İkinci bir faktör olarak ta ekonomik istikrar yapısını örnek gösterebiliriz.Aslında mesele,eğitim politikasındaki rant ve para öncelikli sisteme dayanıyor.Sorunun ekonomik istikrarla bağlantı noktası önem arz ediyor.Zira ekonomik istikrar yapısındaki sağlıksız büyüme ve gelişme toplum genelinde hissedilen sorunsal bir gerçek.Halkımızın belirli bir alt gelir seviyesinde yaşayan kesimi gerçekten sıkıntılı günler yaşıyor.Açlık sınırında ve onun da altında yaşayan insanlar ise cabası.Örnekler çoğaltılabilir.Bir çok aile,çocuklarını bu zor şartlarda sırf gelecekleri için okutmaya çabalıyor.Bunun için büyük bir fedakarlık ve özveride bulunuyor.Ne var ki iş üniversiteyi kazanıp okumaya gelince işler daha da karmaşıklaşıyor.Bahsettiğimiz eğitim politikasındaki rant öncelikli düzenlemeler sebebiyle gençler ekonomik yönden büyük bir kıskacın içerisinde kalıyor.Devletin verdiği burs yardımları da yetersiz kalıyor.Üstüne üstlük bir de özellikle Tıp ve Hukuk gibi branşlarda okul masrafları had safhaya çıkınca gençler ister istemez farklı arayışların içine itilmiş oluyor.İtilmiş oluyor derken,genç kesimdeki bu sapmanın temelinde de aslında genel olarak yine toplumsal düzenin yer aldığını vurgulamak istedim.Başka bir deyişle bireysel anlamdaki yozlaşmalar toplumsal yozlaşmaya,toplumsal anlamdaki yozlaşmalar da bireysel çöküntülere sebebiyet vermiş oluyor.Burada karşılıklı bir etkileşim söz konusu diyebiliriz.Bu noktada meseleye determinist(gerekircilik) düşünce yapısıyla yaklaştığımı belirtebilirim.
Determinist düşünceye göre fiziksel ve ruhsal her olay ve oluş,kendinden önceki olayların gerekli ve kaçınılmaz sonucu olarak ortaya çıkar.Toplumsal bütün varlık birimleri arasında bağlılık zorunluluğu söz konusudur.Bunu,zerrenin küllün aynası oluşu özelliği ile de açıklayabiliriz.Burada zerreyi birey,toplumu küll olarak alırsak karşımıza şu sonuç çıkar:
Bireysel oluşumlar toplumsal oluşumları yansıtan bir ayna işlevi görmektedir.Bireyin içinde bulunduğu hal gerçekte toplumun halini göstermektedir.

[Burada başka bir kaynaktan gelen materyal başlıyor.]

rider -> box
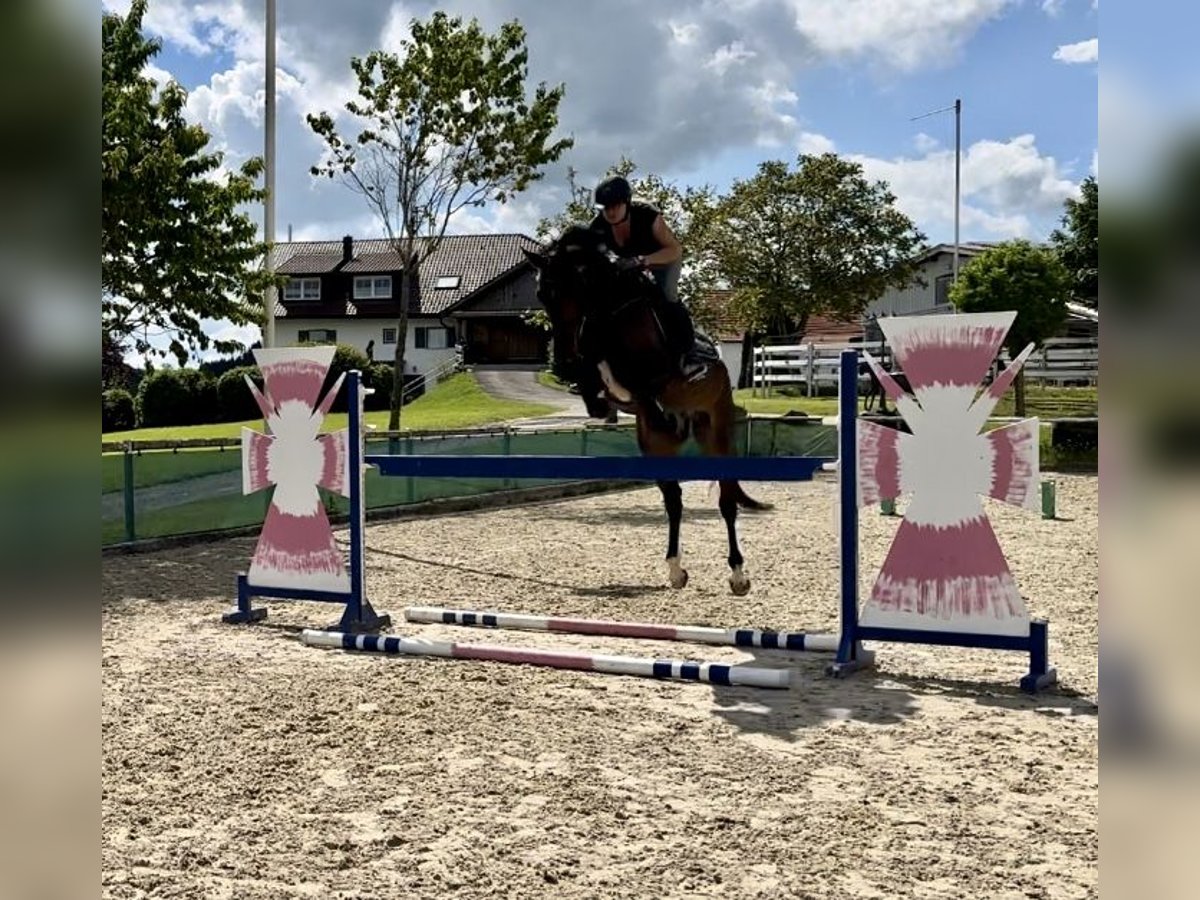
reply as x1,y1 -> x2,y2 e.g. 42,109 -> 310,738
590,175 -> 720,400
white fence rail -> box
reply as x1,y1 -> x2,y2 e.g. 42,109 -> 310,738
751,337 -> 1100,397
400,354 -> 462,404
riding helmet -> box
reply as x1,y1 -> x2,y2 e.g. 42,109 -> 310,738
596,175 -> 634,206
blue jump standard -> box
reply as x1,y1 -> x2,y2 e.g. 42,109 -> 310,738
221,372 -> 391,634
364,455 -> 836,481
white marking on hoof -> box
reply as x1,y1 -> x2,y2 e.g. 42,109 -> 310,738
667,557 -> 688,588
730,565 -> 750,596
596,360 -> 634,403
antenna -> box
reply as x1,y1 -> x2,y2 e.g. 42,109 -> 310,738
908,100 -> 962,284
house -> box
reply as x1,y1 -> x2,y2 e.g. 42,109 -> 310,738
864,241 -> 1099,338
275,234 -> 550,373
700,289 -> 863,388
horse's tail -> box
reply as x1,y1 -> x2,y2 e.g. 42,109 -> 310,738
733,482 -> 775,511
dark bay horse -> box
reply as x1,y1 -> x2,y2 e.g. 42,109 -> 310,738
526,226 -> 770,596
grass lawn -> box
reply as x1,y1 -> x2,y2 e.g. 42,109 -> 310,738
102,372 -> 554,440
100,445 -> 241,493
733,384 -> 1099,419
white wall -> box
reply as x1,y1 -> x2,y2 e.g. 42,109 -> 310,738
275,317 -> 455,373
866,253 -> 966,316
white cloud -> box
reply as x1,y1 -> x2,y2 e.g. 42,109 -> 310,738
103,0 -> 1089,362
1054,37 -> 1100,65
704,41 -> 756,74
912,131 -> 941,154
787,0 -> 1016,71
667,22 -> 700,44
796,131 -> 836,156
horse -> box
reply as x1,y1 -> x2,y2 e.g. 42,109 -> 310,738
524,226 -> 772,596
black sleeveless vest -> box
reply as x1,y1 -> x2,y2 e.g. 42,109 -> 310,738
592,202 -> 662,257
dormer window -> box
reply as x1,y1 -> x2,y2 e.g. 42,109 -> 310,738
354,275 -> 391,300
283,278 -> 320,301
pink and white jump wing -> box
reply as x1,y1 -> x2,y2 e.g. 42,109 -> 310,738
971,343 -> 1034,430
984,419 -> 1042,511
863,350 -> 920,425
880,312 -> 1016,393
860,512 -> 1028,636
254,347 -> 335,410
317,428 -> 350,497
316,372 -> 346,419
858,420 -> 912,506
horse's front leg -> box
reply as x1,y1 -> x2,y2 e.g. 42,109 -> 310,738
719,481 -> 750,596
658,481 -> 688,588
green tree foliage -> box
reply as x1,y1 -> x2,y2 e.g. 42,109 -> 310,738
308,12 -> 572,431
1050,175 -> 1100,308
712,154 -> 925,335
949,240 -> 1072,415
101,0 -> 270,366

Determinist düşünüş,ruhbilim,toplumbilim ve ahlak felsefesinde de önemli bir kavramdır.Kavramın temelinde de insanın eylem ve iradesinin değişmez yasalara bağlı olduğu gerçeği yatar.Bu da aslında kader sisteminin ta kendisidir.
Biz her şeye rağmen yine de ümitsiz olmamalıyız.Yaşanan bütün bu olumsuzluklara rağmen toplum olarak yeniden dirilişimiz her zaman mümkün gözüküyor.Yeter ki birey ve toplum olarak yeterli özveride bulunabilelim ve gelecek yeni nesil adına gerekli önlemleri şimdiden alabilelim.Kader sistemi zaten işleyişini sürdürecek.